The soon to be launched Livestand is an HTML5-based system which allows magazine publishers to create publications more quickly, and more cost efficiently, which aims to offer a better customer experience for users while being platform-agnostic to Google’s Android mobile OS as well as Apple’s iPad, which runs on iOS.
Moreover, this new digital reader may induce greater confidence in the company as the recent firing of Carol Bartz, its former chief executive, coupled with the fact that the company is currently up for sale, have been interpreted as signs that the company ‘lacks vision’.
Arif Durrani at MediaWeek had an opportunity to converse with Yahoo Chief Product Officer Blake Irving, who said that Livestand will be out this Autumn.
Yahoo Chief Product Officer, Blake Irving, who has been with the organization for past 16 months, said Livestand should be thought of “as a tablet version of Yahoo.”
Here are some quotes from Irving Durrani shares:
“Think of it as a tablet version of Yahoo. In addition it is a magazine stand, where you can get different types of content, and it is also HTML 5 based.”
“What we are trying to do is create a container that says we have a visual experience that allows us to take graphics, videos and text into a consumption that allows us to display it in the same way across IoS or [An] Driod. That is what every publisher on the planet’s trying to do.”
“With Livestand, You do not have to publish more than once… If you are either Google or Apple, you want guys writing to your platform. But if I’m a publisher, I do not want to have to write to those things two times.”
According to Durrani, he had no time to discuss about boardroom wrangles, future mergers or plans, for him it was very much business as normal, only faster, faster, faster.
“The company believes in what we are doing with the product,” he says. “We want to accelerate it and get to growth quicker. What we have been building, at the fundamental technological layers, is the right stuff to do.”
In fact, the ease of advertising within Livestand may help the company rebuild its former status as an advertising goldmine, especially in conjunction with the recent advertising deal between Yahoo! AOL and Microsoft.
Irving says Livestand will arrive in the US launch “in the autumn”, and when pushed he adds, “it will be pretty quick, it is happening now”. A few partnerships with UK publishers and elsewhere in western Europe are set to follow in 2012, although Irving is reserved to speculate on even what quarter they are aiming for.
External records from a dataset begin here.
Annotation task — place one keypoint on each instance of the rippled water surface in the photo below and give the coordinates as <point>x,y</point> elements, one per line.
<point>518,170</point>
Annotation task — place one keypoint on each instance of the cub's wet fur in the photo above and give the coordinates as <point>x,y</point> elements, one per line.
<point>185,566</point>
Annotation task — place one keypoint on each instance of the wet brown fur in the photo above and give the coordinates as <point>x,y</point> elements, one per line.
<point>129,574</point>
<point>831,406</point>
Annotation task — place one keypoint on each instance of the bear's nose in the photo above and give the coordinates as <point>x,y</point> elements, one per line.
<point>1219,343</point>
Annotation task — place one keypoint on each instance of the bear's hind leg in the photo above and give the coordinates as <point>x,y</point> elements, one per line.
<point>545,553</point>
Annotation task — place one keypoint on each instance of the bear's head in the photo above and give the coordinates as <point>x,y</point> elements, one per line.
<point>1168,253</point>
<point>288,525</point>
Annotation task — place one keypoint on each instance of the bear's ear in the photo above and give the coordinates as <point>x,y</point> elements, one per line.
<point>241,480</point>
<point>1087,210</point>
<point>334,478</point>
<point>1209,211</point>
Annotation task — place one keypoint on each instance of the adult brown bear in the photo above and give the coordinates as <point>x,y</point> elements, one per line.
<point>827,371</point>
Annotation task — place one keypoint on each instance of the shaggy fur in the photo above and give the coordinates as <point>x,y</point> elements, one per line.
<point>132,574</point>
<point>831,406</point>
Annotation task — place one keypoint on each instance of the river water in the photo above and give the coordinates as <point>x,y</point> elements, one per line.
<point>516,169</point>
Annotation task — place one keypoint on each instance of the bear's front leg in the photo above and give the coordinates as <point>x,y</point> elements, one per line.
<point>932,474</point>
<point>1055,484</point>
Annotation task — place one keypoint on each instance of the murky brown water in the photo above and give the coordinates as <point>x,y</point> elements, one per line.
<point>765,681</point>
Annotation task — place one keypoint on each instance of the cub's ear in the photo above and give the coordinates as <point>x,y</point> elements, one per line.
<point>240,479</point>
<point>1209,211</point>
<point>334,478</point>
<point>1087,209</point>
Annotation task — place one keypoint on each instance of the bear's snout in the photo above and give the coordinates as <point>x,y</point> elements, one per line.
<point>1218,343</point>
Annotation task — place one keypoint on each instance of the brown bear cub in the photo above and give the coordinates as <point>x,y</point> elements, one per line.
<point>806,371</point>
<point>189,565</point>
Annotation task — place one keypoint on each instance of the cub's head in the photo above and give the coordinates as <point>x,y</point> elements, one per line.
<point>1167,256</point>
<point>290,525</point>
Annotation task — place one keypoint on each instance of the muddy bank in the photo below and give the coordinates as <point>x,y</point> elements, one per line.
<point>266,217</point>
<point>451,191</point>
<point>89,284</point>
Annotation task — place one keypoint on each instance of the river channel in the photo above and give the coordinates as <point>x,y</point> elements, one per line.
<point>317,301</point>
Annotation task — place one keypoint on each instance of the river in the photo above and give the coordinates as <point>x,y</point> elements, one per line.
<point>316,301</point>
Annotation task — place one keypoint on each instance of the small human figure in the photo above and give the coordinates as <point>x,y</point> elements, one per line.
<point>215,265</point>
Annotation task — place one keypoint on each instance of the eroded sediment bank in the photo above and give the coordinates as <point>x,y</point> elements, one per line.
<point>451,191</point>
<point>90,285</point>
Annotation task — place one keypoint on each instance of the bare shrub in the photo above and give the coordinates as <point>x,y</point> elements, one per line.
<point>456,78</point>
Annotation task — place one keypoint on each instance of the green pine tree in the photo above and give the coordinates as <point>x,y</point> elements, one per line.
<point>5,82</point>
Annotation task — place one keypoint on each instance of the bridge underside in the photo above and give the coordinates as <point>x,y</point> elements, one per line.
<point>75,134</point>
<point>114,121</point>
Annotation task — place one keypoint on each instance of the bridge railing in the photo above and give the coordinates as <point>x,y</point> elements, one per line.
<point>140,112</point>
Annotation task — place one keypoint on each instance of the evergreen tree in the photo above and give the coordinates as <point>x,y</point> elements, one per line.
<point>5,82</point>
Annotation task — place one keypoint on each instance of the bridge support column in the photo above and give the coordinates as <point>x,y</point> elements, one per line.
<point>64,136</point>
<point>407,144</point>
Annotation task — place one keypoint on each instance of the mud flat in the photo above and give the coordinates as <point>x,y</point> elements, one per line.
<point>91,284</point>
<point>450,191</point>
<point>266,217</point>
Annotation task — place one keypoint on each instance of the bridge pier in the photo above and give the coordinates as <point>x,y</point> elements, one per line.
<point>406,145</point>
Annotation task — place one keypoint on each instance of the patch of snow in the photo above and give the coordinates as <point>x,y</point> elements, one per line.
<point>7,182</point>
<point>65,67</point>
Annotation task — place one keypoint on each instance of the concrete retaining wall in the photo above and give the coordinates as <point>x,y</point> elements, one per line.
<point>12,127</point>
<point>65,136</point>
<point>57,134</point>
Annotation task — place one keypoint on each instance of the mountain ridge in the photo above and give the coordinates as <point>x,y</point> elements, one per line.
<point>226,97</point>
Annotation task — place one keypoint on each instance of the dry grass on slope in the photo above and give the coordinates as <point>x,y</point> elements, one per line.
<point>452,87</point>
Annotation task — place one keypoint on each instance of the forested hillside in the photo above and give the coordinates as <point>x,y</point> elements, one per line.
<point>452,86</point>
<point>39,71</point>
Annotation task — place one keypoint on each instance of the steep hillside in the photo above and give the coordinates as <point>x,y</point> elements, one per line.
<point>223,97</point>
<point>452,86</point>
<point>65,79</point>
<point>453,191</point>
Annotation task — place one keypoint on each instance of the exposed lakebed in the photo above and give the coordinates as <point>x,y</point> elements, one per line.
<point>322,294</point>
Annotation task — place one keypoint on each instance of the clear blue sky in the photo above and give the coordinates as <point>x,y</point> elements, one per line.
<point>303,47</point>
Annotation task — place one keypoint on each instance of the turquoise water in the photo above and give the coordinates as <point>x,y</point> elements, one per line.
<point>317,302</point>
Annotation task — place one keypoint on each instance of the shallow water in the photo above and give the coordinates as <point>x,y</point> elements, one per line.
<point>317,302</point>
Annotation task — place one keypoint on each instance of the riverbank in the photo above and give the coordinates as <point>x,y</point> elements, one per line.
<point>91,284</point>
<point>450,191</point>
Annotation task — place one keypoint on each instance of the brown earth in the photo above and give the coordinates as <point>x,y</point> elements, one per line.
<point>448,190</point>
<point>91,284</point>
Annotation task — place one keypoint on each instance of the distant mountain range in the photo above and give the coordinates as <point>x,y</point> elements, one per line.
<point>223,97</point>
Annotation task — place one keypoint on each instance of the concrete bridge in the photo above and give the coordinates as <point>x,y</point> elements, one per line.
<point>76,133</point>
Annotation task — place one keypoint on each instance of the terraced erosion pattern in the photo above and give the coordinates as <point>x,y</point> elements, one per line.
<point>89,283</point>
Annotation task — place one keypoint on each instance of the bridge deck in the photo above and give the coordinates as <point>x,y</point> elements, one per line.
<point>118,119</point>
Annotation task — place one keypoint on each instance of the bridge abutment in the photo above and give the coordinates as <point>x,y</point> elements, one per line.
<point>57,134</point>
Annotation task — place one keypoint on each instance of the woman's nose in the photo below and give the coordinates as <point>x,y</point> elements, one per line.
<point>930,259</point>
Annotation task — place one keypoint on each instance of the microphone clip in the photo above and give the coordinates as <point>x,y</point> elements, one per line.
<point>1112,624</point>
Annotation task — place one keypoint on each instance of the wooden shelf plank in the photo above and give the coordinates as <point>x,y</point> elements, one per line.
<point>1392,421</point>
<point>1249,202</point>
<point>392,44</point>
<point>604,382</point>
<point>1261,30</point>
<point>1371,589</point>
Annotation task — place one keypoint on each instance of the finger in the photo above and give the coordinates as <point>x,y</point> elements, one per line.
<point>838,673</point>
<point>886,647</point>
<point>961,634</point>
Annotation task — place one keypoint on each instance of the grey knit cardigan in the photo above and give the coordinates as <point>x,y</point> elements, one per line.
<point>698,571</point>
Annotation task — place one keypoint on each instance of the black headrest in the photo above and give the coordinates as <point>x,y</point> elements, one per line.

A number of publishing launch partners are also said to be in place, including “a couple of big guys and not big guys”.
However, the personalized tablet publishing market is getting ever more crowded; not only will Yahoo have to beat off competition from Zite, Flipboard, Pulse, News.me and Trove, just to name a few, as well as newspapers’ own apps. Besodes. Just last week, one of the hot topics was that Google is working on a Flipboard competitor, which is reportedly called Propeller, and AOL launched one in Editions last month.
Lastly, one can only presume that as tablets continue to grow in popularity, we can look forward to see more and more of these types of apps to emerge. Considering the never-ending problem of too much info available and not enough time to read it, companies and developers will continue to try and crack the nut to solve it.